Design Thinking Process: Prototype—Make Your Idea Real
From the previous process, each group should have at least ONE SOLID IDEA. The solutions that are most suitable for a quick physical mockup are the ones to bring alive in this process.
Activity—Build a Prototype (or two or ten)
Be focused. Do another Lizard Push-up exercise to get centered. Choose a single aspect of your idea and make a physical object that addresses a specific task or two. Do it quickly and stay focused on how the end-user will feel with the object.
Your teacher will supply you with some inexpensive materials, but use your imagination and bring along your own motley collection of old toys, aluminum foil, pipe cleaners, clothes pins, and anything else you can imagine.
Design Thinking Process: Test—Fail, fix, test, repeat
Activity—Write about the process
After your group has created the prototype, write an explanatory text that outlines the process of moving from the idea to a physical prototype.

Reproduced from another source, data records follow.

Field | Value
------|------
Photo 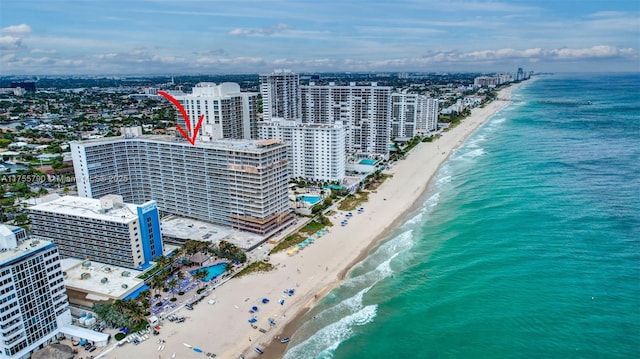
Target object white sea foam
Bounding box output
[457,148,486,160]
[284,305,378,359]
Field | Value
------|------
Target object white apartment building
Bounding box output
[258,120,346,182]
[174,82,258,141]
[0,226,71,359]
[71,136,293,236]
[28,194,163,269]
[260,70,301,120]
[391,93,438,139]
[301,82,391,158]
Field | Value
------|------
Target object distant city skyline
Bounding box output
[0,0,640,75]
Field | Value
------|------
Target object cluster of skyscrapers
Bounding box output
[0,71,438,358]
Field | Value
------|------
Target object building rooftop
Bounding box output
[60,258,144,301]
[161,216,265,250]
[74,135,284,152]
[0,239,52,265]
[29,196,138,223]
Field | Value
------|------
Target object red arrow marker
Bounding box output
[158,91,204,146]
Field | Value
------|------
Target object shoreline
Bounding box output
[96,82,526,359]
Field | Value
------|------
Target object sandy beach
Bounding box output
[98,86,514,359]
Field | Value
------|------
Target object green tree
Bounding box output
[167,278,178,301]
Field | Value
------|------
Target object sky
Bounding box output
[0,0,640,76]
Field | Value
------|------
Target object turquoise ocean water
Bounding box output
[285,74,640,359]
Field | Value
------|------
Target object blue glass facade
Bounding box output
[138,201,162,263]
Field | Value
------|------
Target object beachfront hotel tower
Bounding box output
[28,194,163,269]
[391,93,438,140]
[301,82,391,158]
[174,82,258,141]
[258,120,346,182]
[71,136,293,236]
[260,70,301,120]
[0,226,71,359]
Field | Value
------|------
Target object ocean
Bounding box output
[285,74,640,359]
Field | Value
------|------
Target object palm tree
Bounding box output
[149,274,164,296]
[138,289,151,308]
[156,256,171,270]
[176,270,184,292]
[167,278,178,301]
[123,300,147,327]
[193,268,208,289]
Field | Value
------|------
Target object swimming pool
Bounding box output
[298,195,322,205]
[189,263,227,282]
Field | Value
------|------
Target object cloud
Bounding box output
[0,24,31,50]
[228,24,291,36]
[30,49,57,55]
[192,49,229,56]
[0,35,24,50]
[0,24,31,35]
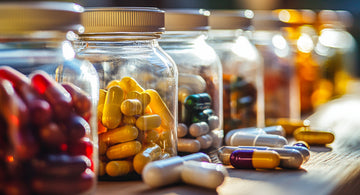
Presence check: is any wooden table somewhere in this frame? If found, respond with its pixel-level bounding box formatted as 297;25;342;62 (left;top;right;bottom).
96;96;360;195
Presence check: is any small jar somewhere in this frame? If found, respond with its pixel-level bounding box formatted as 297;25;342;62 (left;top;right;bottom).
76;7;178;180
312;10;358;107
251;11;300;124
0;2;99;194
207;10;265;134
160;9;224;154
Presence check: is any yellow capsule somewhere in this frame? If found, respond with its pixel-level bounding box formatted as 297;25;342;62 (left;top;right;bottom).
106;80;120;89
106;141;141;160
122;115;136;125
97;89;106;121
136;114;161;131
294;127;335;145
145;89;175;130
138;129;160;143
133;143;161;174
102;86;124;129
106;160;133;177
119;77;144;94
121;99;143;116
99;125;139;146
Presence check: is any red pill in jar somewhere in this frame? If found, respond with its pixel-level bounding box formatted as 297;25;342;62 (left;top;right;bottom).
31;71;73;120
62;83;91;117
32;169;95;195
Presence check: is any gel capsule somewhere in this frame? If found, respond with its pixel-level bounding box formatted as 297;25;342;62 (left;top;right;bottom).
230;149;280;169
181;161;228;189
294;127;335;145
142;153;210;188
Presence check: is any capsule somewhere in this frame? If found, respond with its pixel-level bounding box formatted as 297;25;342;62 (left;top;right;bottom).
106;141;141;160
105;160;134;177
230;149;280;169
142;153;210;188
229;132;288;148
185;93;211;111
177;123;188;137
133;143;161;174
181;161;228;189
177;138;201;153
102;86;124;129
196;134;213;149
189;122;209;137
294;127;335;145
99;125;139;146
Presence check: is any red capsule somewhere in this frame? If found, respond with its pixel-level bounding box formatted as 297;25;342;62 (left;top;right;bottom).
31;71;73;120
62;83;91;117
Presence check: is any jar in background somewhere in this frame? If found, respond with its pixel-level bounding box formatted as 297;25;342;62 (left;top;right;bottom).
76;7;178;180
159;9;224;154
251;11;300;124
207;10;264;134
0;2;99;194
312;10;358;107
274;9;320;117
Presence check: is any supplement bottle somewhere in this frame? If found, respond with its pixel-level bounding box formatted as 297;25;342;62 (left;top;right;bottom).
160;9;223;153
76;7;178;180
251;11;300;123
207;10;264;134
0;2;99;194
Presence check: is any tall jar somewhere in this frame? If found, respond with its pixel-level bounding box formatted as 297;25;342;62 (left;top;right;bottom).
0;2;99;194
77;7;178;180
160;9;224;154
207;10;264;134
313;10;358;107
252;11;300;124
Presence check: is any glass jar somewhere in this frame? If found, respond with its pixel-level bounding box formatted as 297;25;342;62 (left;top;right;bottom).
312;10;358;107
207;10;265;134
252;11;300;124
76;7;178;180
159;9;224;155
0;2;99;194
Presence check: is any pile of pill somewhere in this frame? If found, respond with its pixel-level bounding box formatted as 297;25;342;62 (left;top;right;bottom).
98;77;176;177
0;67;95;194
142;153;228;189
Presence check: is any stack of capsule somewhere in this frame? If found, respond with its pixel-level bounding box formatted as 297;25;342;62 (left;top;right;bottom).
0;67;95;194
98;77;176;177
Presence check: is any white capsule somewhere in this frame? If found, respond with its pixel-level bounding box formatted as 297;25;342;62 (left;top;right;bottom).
142;153;210;188
284;145;310;162
189;122;209;137
177;123;188;137
229;132;288;148
177;138;201;153
225;127;266;145
196;134;213;149
181;161;228;189
262;125;286;137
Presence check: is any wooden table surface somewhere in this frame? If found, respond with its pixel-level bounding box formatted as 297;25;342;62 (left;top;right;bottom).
96;95;360;195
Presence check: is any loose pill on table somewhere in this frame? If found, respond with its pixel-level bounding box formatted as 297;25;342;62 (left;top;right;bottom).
177;138;201;153
105;160;134;177
102;86;124;129
230;149;280;169
106;141;141;160
189;122;209;137
99;125;139;146
136;114;162;131
294;127;335;145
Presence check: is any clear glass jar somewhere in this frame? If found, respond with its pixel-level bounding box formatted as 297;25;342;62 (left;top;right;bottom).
207;10;265;134
312;10;358;107
76;7;178;180
251;11;300;122
159;9;224;155
0;2;99;194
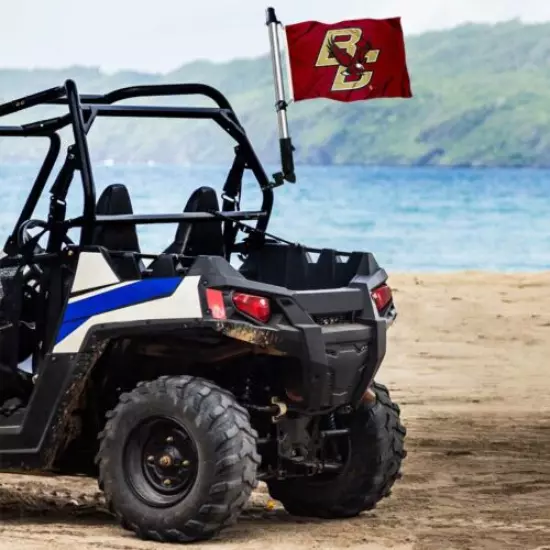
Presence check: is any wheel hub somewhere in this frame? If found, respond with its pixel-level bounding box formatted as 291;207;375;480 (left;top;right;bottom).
125;419;198;507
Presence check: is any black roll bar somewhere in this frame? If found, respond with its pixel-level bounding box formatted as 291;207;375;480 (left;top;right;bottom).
0;80;275;252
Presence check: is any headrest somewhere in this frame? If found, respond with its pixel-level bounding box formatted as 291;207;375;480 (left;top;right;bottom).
175;186;220;242
93;183;140;252
96;183;134;216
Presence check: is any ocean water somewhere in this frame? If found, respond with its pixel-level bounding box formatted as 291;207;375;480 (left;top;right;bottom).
0;164;550;272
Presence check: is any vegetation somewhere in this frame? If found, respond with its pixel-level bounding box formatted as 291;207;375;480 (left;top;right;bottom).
0;21;550;166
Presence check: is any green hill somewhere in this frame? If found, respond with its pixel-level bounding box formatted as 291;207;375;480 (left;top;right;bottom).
0;21;550;166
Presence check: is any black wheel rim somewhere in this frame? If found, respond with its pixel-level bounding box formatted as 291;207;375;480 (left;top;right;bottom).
123;417;199;508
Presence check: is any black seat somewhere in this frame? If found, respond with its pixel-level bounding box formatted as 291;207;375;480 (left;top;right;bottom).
92;183;143;280
154;187;224;264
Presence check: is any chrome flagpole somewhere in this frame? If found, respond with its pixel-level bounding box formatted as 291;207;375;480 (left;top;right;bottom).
266;8;296;185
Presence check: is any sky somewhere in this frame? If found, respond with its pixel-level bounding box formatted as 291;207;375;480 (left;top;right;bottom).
0;0;550;72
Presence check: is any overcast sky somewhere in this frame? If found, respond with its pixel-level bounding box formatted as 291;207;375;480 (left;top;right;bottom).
0;0;550;72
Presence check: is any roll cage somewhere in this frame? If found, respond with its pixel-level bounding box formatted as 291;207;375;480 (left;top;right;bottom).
0;80;278;263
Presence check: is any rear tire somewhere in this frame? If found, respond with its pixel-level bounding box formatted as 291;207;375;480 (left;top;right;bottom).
267;384;407;519
97;376;260;542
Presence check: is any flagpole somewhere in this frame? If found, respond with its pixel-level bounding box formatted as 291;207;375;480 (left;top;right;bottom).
266;8;296;184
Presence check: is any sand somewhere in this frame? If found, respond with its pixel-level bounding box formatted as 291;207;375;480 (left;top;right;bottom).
0;273;550;550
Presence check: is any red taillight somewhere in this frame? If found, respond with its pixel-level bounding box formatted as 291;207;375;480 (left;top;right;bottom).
371;285;392;311
206;288;227;319
233;292;271;323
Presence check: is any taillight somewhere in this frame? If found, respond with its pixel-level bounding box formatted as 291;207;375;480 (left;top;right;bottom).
371;285;392;311
206;288;227;319
233;292;271;323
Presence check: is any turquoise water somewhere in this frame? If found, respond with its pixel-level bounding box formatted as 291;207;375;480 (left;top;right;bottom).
0;165;550;271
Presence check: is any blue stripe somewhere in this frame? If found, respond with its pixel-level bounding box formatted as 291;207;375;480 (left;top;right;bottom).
55;277;182;344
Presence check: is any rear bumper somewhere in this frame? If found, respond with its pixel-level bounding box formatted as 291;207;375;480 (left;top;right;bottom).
189;257;395;412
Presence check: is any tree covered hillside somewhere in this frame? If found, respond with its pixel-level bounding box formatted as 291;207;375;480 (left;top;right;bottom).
0;21;550;166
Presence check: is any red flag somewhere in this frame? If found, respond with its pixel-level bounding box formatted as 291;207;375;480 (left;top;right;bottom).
285;17;412;101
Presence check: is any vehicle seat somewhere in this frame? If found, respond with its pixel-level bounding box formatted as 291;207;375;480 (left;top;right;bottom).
154;187;224;264
92;183;144;280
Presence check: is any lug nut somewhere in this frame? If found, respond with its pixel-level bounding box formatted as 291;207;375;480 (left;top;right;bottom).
159;455;172;468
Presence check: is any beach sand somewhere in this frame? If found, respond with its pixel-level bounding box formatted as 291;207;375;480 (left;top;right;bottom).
0;273;550;550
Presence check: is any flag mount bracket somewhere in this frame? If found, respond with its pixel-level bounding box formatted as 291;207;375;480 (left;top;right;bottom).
266;8;296;187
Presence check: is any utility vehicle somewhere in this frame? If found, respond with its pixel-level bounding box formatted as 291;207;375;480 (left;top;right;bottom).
0;80;405;542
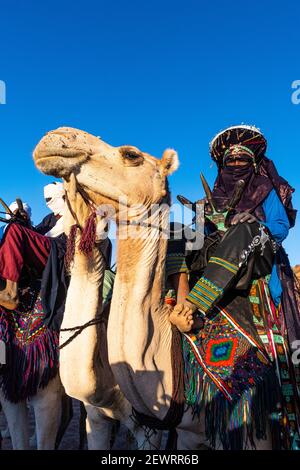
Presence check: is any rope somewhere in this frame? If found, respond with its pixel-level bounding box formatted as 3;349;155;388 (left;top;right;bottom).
59;318;105;349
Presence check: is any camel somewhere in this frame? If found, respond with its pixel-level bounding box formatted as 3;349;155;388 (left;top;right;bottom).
26;171;161;450
34;127;269;450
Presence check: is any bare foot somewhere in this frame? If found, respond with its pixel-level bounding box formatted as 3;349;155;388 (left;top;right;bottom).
0;280;19;310
169;304;194;333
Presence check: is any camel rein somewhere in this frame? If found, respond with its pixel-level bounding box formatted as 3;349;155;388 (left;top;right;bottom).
58;318;105;349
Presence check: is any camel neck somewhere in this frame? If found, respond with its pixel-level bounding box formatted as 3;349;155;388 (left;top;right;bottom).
108;209;172;419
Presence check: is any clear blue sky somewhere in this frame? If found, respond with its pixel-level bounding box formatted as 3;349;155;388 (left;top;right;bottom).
0;0;300;264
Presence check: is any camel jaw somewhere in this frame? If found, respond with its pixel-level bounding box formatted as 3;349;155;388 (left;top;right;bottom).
33;149;89;178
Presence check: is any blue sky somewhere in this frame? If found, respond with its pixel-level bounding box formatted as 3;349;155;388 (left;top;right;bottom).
0;0;300;264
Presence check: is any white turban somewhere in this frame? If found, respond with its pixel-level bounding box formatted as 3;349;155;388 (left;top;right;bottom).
6;201;31;220
44;182;65;215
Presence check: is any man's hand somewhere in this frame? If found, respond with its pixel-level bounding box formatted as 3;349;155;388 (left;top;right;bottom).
231;212;257;225
169;301;197;333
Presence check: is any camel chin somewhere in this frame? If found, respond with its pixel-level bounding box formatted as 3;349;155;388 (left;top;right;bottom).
35;155;87;178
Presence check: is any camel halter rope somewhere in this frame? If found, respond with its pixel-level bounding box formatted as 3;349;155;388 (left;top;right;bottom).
59;181;106;349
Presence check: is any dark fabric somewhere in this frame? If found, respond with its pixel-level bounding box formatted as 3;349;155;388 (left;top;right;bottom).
213;157;297;227
35;213;57;235
186;232;222;288
204;222;274;290
187;222;274;313
0;223;51;282
41;237;69;331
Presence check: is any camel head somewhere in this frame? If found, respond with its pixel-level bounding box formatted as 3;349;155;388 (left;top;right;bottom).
33;127;178;218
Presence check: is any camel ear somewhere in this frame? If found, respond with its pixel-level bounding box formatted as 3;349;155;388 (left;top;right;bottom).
161;149;179;175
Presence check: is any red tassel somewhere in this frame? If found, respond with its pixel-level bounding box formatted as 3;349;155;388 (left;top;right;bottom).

Activity—Show the rest of the class your prototypes
Each group will present its prototype to a potential user of the prototype in front of the class. Later, the group can explain what it does and how they came to the idea, but the testing phase is intended to show how the prototype works and fails. Ask for feedback.
Failure is simply the opportunity to begin again, this time more intelligently.
~ Henry Ford
When commenting on a prototype, bear in mind that it is a "quick and dirty" specimen, NOT A POLISHED RELIC. This is a work in progress and every comment can potentially improve the final design solution.
Use the phrases "I like" and "I wish" when testing others' prototypes. Keep the comments positive! Instead of saying, "I didn't like the red box" you could say something like, "I wish the box had a more subtle color."
Consider is the prototype an appropriate response created from the information gathered and the research that your team has done. The question to ask is: "Will it be an effective tool for addressing the problem of bullying?"
Activity—Apply changes to the prototype and test again
Repeat as many times as possible!
Make a class blog on WordPress (or some other user-friendly blog engine) where you ALL can post thoughts about the Design Thinking process and share your experiences in living color.